By Terry LehrkeNews Editor

On pedestrian crossing signs near Pioneer Elementary and Pierz Healy High School, lights on timers flash twice a day, to alert motorists to use extra caution as students are either coming to school or leaving for the day.

On pedestrian crossing signs near Pioneer Elementary and Pierz Healy High School, lights on timers flash twice a day, to alert motorists to use extra caution as students are either coming to school or leaving for the day.

As part of the Safe Routes to School (SRTS) project in Pierz, student crossing signs have been put into place near the three schools – Holy Trinity School, Pioneer Elementary and Healy High.

The lights on the signs near Holy Trinity are smaller light emitting diode (LED) lights that flash, and those near Pioneer and Healy, are much larger lights atop the pedestrian crossings.

The lights flash twice a day for a period of time, when students are arriving at school and when they are leaving, alerting motorists to use extra caution.

During the day, however, the lights are dormant, and should someone need to cross the street, there is currently no way to activate the lights.

Pierz Public Works Director Bob Otremba told the City Council he had received requests to put the pedestrian-activated buttons on the light systems.

“We elected not to put the push-button poles by the schools,” said Otremba.

However, the poles were wired to accommodate the feature should it be added in the future.

“We opted not to, because they’re programmed for the start and stop times of school,” said Council Member Mike Menden.
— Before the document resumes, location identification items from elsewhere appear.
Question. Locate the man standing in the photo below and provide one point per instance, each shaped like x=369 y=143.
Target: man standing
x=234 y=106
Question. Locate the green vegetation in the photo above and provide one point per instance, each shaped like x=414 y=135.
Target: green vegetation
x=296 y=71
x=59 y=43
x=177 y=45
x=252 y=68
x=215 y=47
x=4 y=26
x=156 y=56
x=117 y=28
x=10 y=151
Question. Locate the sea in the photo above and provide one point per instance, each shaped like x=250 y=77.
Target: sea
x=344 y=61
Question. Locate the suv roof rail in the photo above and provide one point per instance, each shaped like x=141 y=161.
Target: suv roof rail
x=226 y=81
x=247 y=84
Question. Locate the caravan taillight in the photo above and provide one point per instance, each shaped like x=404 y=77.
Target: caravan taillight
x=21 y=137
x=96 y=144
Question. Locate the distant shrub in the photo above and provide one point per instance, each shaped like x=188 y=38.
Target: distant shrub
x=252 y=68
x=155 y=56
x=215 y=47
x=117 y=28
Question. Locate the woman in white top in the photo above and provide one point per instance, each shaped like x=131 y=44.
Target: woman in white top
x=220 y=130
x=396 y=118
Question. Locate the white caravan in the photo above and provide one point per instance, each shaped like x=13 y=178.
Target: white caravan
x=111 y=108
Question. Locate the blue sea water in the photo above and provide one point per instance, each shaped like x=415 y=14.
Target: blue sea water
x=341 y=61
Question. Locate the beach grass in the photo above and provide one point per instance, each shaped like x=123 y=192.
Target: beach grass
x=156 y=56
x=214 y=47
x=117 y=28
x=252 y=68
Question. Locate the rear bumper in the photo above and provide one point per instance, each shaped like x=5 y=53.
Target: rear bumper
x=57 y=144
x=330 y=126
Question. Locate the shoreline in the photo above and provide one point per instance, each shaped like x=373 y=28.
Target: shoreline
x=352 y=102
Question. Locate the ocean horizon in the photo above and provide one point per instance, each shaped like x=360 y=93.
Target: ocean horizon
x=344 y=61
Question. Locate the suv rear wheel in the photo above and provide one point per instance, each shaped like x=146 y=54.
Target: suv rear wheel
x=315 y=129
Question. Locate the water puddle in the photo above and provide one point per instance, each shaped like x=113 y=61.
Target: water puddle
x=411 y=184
The cost to put the pedestrian-activated buttons in place on all of the pole lights was estimateed at $3,000 – $5,000, plus engineering costs, Otremba told the Council. Otemba said they were looking at the lights by Holy Trinity and by the main entrance of Healy, at the crossing of Kamnic and First Street South, specifically.

Council Member Stephanie Fyten suggested staff contact the schools  to see whether they would be interested in picking up the cost.

“It’s for the safety for the school,” said Fyten. “Ask if they want to commit money toward it if they want it.”

Menden suggested the schools may have access to a grant to help pay for the upgrade.

Council Member Matt Bell asked whether the timer could be set to flash at other times during the day, which Otremba said he would look into.

Bell noted people are creatures of habit. “If they get used to seeing the flashing lights and know kids are there, maybe if there are no lights, they would go through without looking for kids,” he said.

City Administrator Anna Gruber was asked to contact the schools for input.